John J. Pitney Jr., a professor of government at Claremont McKenna College, said he believed Lewis could overcome any regional rivalry.

"Jerry is a committee guy," Pitney said. "Everybody knows that he lives and breathes appropriations.... Colleagues see him as a loyalist to the committee and its work, not as an advocate of parochial interests."

His supporters say that, as chairman of the defense subcommittee, Lewis has delivered the biggest spending bill with minimum partisan acrimony. Loren B. Thompson, a defense analyst for the Lexington Institute, an Arlington, Va., think tank, said Lewis combined bipartisan cooperation with a willingness to challenge Pentagon priorities.

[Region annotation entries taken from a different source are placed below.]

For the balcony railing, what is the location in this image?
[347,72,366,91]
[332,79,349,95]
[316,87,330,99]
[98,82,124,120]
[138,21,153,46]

"Of all the committees that Pentagon policymakers must confront in winning annual approval for its funding request, Lewis' body is the one that has most frequently begged to differ," Thompson said. Lewis, he added, "never loses sight of the need to build coalitions and compromise, so whatever his subcommittee decides behind closed doors tends to stick -- not only with the full committee, but also with the full House."

Lewis said at a recent meeting, "This subcommittee does not know a partisan line, and we go out of our way to try to avoid some of the pure politics of this place."